Após a intervenção dos filhos de Jorge Sampaio, a atriz Maria do Ceú Guerra leu o poema de Jorge Sena, "Uma Pequenina Luz”:

 

Seguiram-se as intervenções do primeiro-ministro António Costa, do presidente da Assembleia da República Eduardo Ferro Rodrigues e, por fim, do atual Presidente da República Marcelo Rebelo de Sousa.

Funeral no cemitério do Alto de São João

O cortejo fúnebre chegou ao cemitério depois de passar pela Avenida da Índia, Avenida 24 de Julho, Ribeira das Naus, Praça do Comércio, momento em que cinco caças F-16 sobrevoam o local, Avenida Infante D. Henrique, Avenida Mouzinho de Albuquerque, Praça Paiva Couceiro e Rua Morais Soares.
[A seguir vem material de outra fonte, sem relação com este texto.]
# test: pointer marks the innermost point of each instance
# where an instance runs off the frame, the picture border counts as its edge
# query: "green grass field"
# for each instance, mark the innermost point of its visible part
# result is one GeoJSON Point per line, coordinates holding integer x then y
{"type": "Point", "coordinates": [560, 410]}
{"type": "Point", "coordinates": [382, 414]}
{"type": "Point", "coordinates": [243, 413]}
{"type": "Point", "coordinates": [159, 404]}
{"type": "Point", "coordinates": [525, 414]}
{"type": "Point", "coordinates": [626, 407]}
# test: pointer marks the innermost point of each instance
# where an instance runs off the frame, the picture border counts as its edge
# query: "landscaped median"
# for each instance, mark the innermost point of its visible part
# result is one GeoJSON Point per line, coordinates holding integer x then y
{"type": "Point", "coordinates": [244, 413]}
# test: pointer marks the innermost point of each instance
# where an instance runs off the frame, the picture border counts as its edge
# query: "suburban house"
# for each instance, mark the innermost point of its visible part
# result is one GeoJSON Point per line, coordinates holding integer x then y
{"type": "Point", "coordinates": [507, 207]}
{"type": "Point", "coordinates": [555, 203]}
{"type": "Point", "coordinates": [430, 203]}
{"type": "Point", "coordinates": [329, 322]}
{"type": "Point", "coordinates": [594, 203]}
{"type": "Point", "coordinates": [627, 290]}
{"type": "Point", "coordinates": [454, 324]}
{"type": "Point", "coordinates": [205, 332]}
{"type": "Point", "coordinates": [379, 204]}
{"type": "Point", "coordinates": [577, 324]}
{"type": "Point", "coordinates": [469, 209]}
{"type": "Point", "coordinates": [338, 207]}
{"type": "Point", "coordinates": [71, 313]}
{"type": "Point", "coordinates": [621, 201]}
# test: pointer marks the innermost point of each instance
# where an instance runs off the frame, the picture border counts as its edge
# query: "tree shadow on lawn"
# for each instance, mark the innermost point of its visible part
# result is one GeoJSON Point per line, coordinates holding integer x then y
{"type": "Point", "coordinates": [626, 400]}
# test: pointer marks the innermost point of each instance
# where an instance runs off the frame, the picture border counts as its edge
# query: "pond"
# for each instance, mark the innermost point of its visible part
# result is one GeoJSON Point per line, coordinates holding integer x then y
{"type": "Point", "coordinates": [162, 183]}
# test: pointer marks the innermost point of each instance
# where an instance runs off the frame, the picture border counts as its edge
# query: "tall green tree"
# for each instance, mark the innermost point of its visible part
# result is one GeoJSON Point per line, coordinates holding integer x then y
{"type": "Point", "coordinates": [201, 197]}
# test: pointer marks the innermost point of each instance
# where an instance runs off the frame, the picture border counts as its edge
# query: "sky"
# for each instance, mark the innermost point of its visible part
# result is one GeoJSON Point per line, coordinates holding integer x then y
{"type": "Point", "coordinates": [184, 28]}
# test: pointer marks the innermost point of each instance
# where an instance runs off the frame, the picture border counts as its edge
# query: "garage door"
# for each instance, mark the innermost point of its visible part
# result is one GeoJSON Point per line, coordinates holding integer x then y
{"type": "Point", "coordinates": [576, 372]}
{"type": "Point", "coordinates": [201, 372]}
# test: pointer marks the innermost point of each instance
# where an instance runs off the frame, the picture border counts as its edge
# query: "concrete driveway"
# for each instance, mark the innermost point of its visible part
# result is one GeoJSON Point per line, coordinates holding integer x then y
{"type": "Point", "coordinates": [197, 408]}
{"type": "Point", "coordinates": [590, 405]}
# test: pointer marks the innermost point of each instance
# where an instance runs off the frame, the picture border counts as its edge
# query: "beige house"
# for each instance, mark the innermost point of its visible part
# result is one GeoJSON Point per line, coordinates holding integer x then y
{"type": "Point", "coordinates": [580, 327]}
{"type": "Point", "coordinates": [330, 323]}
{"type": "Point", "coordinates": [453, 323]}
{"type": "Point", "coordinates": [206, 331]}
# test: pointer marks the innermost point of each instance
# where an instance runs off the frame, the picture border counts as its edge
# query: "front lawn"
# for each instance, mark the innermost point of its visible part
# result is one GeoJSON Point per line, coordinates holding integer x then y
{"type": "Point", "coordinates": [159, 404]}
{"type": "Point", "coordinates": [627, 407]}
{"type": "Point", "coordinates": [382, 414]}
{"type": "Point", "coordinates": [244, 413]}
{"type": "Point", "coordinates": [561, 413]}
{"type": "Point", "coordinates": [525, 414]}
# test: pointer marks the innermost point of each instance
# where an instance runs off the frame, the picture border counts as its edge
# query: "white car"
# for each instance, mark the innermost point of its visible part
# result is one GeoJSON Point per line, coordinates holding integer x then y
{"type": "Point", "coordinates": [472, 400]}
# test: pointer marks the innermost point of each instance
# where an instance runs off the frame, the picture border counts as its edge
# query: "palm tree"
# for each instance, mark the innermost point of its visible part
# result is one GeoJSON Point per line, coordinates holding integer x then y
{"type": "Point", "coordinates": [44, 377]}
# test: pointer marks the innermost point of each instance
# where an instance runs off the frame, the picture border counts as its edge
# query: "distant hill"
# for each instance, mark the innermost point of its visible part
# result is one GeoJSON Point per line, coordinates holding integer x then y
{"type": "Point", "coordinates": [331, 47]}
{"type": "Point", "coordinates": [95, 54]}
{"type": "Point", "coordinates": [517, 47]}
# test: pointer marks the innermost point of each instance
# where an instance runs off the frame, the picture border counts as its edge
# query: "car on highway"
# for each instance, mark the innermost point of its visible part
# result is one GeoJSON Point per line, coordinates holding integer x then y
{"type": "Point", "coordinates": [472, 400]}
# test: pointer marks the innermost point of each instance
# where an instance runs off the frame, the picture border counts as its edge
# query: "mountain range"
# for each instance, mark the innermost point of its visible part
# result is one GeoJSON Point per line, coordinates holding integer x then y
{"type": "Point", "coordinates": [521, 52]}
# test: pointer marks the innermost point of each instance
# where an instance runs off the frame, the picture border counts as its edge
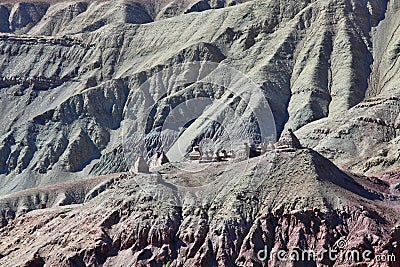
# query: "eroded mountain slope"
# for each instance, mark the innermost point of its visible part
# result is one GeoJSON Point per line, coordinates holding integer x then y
{"type": "Point", "coordinates": [311, 59]}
O cortejo fúnebre do ex-Presidente da República Jorge Sampaio fez a última paragem no cemitério do Alto São João, em Lisboa, às 12:38 de hoje, mais cedo do que inicialmente previsto, e foi recebido por aplausos de populares.

Algumas centenas de populares estavam junto ao cemitério do Alto São João para o último adeus ao antigo chefe de Estado, tendo sido colocado algumas grades para manter o distanciamento entre as pessoas e o cortejo fúnebre.

Ali estava formada uma guarda de honra constituída por 165 militares dos três Ramos das Forças Armadas, comandada pele capitão-de-fragata Silva Caldeira. A guarda de honra é composta pela banda da Armada, o estandarte da Marinha, uma companhia de fuzileiros, outra de comandos e uma outra de militares do Centro de Formação e Técnica da Força Aérea na Ota.

As cerimónias oficiais do funeral do antigo Presidente da República Jorge Sampaio terminaram perto das 13:00 de hoje no cemitério do Alto São João, em Lisboa, seguindo-se um momento reservado à família.

 

Depois da entrega da bandeira portuguesa que cobriu a urna de Jorge Sampaio pelo Presidente da República, Marcelo Rebelo de Sousa, à família, e após alguns momentos de silêncio dentro do cemitério, as entidades oficiais despediram-se para o momento final dedicado ao núcleo restrito mais próximo.

Quando a urna estava a ser levada para o jazigo familiar, os populares bateram novamente palmas e alguns gritaram “viva Sampaio”, entre algumas lágrimas.

A família saiu do cemitério pelas 13:13.